Scientific American, November 25, 1905, page 427:
This advertisement for the Electro Importing Company's new radio transmitting-and-receiving package, the "Telimco Wireless Telegraph Outfit", ("Guaranteed to work up to one mile"), first appeared in Scientific American magazine on November 25, 1905, and then began running weekly starting two weeks later. The Telimco system included a battery-operated spark transmitter, shown on the left, plus a tapping-coherer receiver, also battery operated, shown on the right. (The use of a spark transmitter and tapping-coherer receiver meant it could only be used to send and receive telegraphic dots-and-dashes, and not full audio.) This small ad--which measured just 2-1/4 inches wide by 1-1/8 inches high (60 by 28 millimeters)--appeared on the back pages of the magazine, mixed in with the advertisements for sundry offering by numerous other small firms. It is generally believed that this was the first-ever advertisement run by a company selling complete radio systems to the general public.

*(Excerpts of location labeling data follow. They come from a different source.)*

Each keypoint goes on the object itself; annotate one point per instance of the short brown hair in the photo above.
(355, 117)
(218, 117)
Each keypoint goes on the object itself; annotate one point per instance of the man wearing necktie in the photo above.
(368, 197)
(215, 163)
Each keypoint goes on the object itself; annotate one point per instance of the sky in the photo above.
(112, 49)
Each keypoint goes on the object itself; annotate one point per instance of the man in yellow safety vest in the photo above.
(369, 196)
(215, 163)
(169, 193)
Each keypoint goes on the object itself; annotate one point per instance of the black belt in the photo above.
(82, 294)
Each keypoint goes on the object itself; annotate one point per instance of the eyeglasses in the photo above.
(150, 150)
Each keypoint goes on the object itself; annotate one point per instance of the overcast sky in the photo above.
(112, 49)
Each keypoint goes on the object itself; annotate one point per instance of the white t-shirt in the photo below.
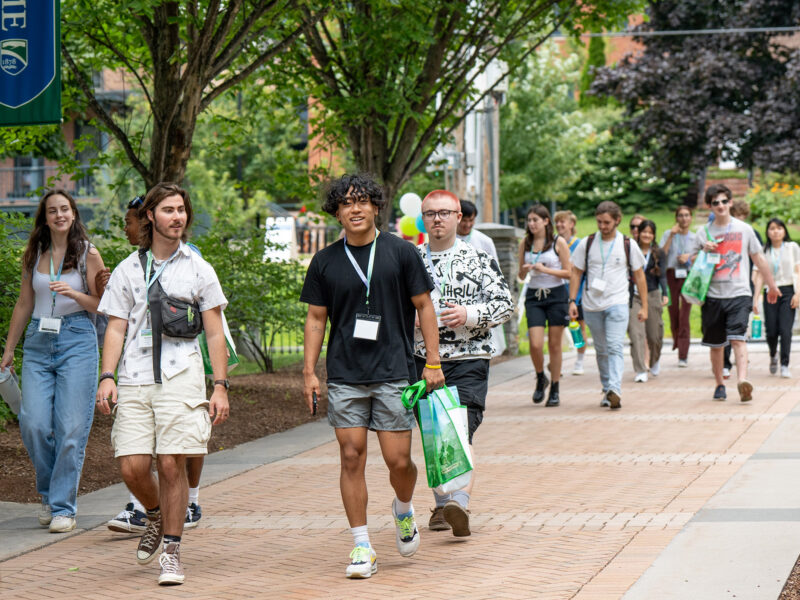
(614, 273)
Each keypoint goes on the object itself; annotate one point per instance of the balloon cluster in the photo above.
(411, 223)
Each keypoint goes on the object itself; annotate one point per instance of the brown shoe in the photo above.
(458, 518)
(150, 542)
(437, 522)
(171, 568)
(745, 390)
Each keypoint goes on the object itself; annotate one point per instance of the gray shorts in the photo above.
(376, 406)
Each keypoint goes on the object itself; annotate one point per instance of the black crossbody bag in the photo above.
(169, 316)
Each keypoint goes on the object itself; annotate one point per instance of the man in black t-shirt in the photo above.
(369, 286)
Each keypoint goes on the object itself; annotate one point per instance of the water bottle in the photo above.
(9, 389)
(755, 328)
(577, 336)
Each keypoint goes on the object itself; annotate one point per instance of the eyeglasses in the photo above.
(430, 215)
(362, 201)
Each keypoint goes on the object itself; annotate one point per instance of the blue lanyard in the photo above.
(440, 283)
(54, 277)
(365, 279)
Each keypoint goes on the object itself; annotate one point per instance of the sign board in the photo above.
(30, 62)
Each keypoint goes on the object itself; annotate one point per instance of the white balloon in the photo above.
(411, 204)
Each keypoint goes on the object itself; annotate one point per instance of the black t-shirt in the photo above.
(397, 274)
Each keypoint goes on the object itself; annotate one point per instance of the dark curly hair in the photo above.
(359, 185)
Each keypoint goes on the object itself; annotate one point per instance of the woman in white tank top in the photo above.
(545, 260)
(59, 364)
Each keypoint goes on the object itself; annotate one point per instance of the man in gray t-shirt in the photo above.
(730, 244)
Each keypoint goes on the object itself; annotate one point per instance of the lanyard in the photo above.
(440, 283)
(54, 277)
(776, 265)
(368, 278)
(605, 257)
(149, 281)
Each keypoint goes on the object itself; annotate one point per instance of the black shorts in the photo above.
(547, 307)
(471, 378)
(725, 319)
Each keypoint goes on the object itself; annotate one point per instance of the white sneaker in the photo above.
(655, 369)
(44, 515)
(62, 524)
(407, 534)
(363, 563)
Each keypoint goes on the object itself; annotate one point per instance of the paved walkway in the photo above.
(674, 496)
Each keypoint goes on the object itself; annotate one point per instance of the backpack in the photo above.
(100, 321)
(627, 244)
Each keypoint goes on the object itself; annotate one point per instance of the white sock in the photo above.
(403, 508)
(136, 504)
(360, 535)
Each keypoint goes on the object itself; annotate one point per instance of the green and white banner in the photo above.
(30, 62)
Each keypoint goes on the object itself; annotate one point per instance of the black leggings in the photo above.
(778, 321)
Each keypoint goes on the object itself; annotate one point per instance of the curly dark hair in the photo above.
(359, 184)
(39, 240)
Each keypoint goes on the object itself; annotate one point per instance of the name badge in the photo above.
(50, 324)
(367, 327)
(146, 338)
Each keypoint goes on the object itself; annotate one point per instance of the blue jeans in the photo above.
(608, 329)
(59, 382)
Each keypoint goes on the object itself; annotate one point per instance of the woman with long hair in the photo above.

Hugo Gernsback later reported that some people were so suspicious whether the Telimco Outfits could really be sold so cheaply, that the New York City police department sent over an officer to check things out and make sure the ads weren't really some sort of scam. Also, at some point, Gernsback appears to have forgotten the exact date on which the first Telimco advertisement appeared. The Electro Importing catalogs from the mid-teens state that the ads premiered in Scientific American in November, 1905. However, in a special issue of Radio Craft published in March, 1938, Gernsback gave the date as January 13, 1906, and even included a picture of the January 13, 1906 ad, which is slightly different from the actual first ad that appeared six weeks earlier.
The Telimco brand name was a contraction of The Electro Importing Co. In addition to Telimco Wireless Telegraph Outfits, you could also buy Telimco Experimental X-Ray Outfits, Telimco-meters, Telimphones, etc.